Le dimanche 31 août, le Président béninois, Patrice Talon, a fait d’une réalité, ce qui était considéré jusqu’à présent comme une vue de l’esprit, un bluff. La majorité présidentielle, composée de l’Union Progressiste pour le Renouveau et le Bloc Républicain, a désigné son candidat à l’élection présidentielle du 12 avril 2026. Il s’agit de Romuald Wadagni, ministre d’Etat, chargé de l’Économie, des Finances et de la Coopération depuis 2016, donc dès l’arrivé de Talon au pouvoir.

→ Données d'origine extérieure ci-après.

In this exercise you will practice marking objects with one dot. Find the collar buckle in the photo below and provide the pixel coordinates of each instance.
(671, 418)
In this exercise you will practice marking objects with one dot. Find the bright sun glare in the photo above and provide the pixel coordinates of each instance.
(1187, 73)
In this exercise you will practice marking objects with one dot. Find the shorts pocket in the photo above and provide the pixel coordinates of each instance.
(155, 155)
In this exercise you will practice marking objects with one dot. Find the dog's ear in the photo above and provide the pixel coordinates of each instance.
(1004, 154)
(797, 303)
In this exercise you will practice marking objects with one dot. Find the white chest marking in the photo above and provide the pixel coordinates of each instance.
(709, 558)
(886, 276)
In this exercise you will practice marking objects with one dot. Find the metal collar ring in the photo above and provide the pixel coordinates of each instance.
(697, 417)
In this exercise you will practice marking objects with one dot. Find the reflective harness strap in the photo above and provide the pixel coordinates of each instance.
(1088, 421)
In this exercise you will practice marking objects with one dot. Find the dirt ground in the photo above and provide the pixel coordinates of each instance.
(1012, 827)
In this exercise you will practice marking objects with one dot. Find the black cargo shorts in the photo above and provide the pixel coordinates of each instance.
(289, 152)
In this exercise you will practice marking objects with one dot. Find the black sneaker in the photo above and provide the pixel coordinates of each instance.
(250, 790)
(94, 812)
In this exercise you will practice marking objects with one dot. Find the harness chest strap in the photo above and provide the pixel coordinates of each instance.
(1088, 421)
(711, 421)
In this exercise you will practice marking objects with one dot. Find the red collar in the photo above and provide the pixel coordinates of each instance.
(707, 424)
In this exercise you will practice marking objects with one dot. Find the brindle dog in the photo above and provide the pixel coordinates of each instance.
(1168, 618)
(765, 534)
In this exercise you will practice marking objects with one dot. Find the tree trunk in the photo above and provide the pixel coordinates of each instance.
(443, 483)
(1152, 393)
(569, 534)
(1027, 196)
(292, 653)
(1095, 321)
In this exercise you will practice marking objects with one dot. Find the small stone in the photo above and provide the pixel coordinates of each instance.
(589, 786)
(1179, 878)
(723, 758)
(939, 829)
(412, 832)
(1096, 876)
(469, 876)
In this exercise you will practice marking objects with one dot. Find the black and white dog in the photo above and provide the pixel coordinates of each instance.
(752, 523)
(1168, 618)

C’est un fidèle parmi les fidèles du Président béninois. Ce brillant expert-comptable, diplômé des Universités françaises et de l’Université américaine de Harvard, a été l’un des principaux artisans de l’élection de Patrice Talon avant de devenir l’architecte de toutes les réformes économiques et financières du pays. On lui doit aussi le développement des nombreuses infrastructures des années Talon.

La désignation de Romuald Wadagni pour défendre les couleurs de la majorité présidentielle met fin à une longue période d’expectative alimentée par les promesses du chef de l’Etat de ne pas briquer un troisième mandat. De tels engagements pris çà et là, en Afrique, sont régulièrement reniés par ceux-là mêmes auxquels ils devraient s’imposer. Nombreux ont donc été les incrédules et les dubitatifs face à ses promesses.

La déclaration de la majorité a sans doute fait l’effet d’une agréable surprise dans l’opposition mais aussi dans tout le Bénin, voire partout en Afrique. Il suffit d’observer ce qui se passe actuellement en côte d’Ivoire pour comprendre l’émoi né du respect par le Président Talon de la parole donnée.

Ouattara, l’anti-Talon

Sur les berges de la Lagune Ebrié, le Président Alassane Ouattara n’a de cesse de tergiverser sur ses intentions électorales et de ruser avec les textes juridiques (code électoral, liste électorale, constitution) pour s’éterniser au pouvoir. Lui, il n’a que faire de la parole donnée. En effet, il a plus d’une fois pris l’engagement de ne plus briguer de mandat, compte tenu de son âge. Mais il s’est aussitôt déjugé en arguant des raisons fallacieuses (décès des dauphins). Il est l’anti-Talon.

La posture du Président béninois est un véritable faisceau lumineux de démocratie dans d’épaisses ténèbres d’obscurantisme. Elle réjouit les démocrates africains qui demeurent confiants qu’elle inspirera d’autres dirigeants africains et contribuera à la promotion et à l’enracinement de la démocratie en Afrique. Aujourd’hui, force est d’admettre qu’on n’est encore bien loin d’avoir doté nos États d’une solide culture démocratique, imprimé à nos pratiques politiques des habitudes démocratiques. L’exemple du Bénin reste et restera encore pendant longtemps isolé. Des émules, il en fera certainement peu. Même Madiba n’en a quasiment pas fait, en dépit de l’éclat de son exemple. Au Togo, pays voisin, n’a-t-on pas assisté à une succession dynastique du pouvoir ?

On peut craindre que le choix de Wadagni par un comité restreint ne suscite frustration et aigreur dans la majorité présidentielle qui peut éclater et fournir à Patrice Talon un alibi pour revenir sur sa décision.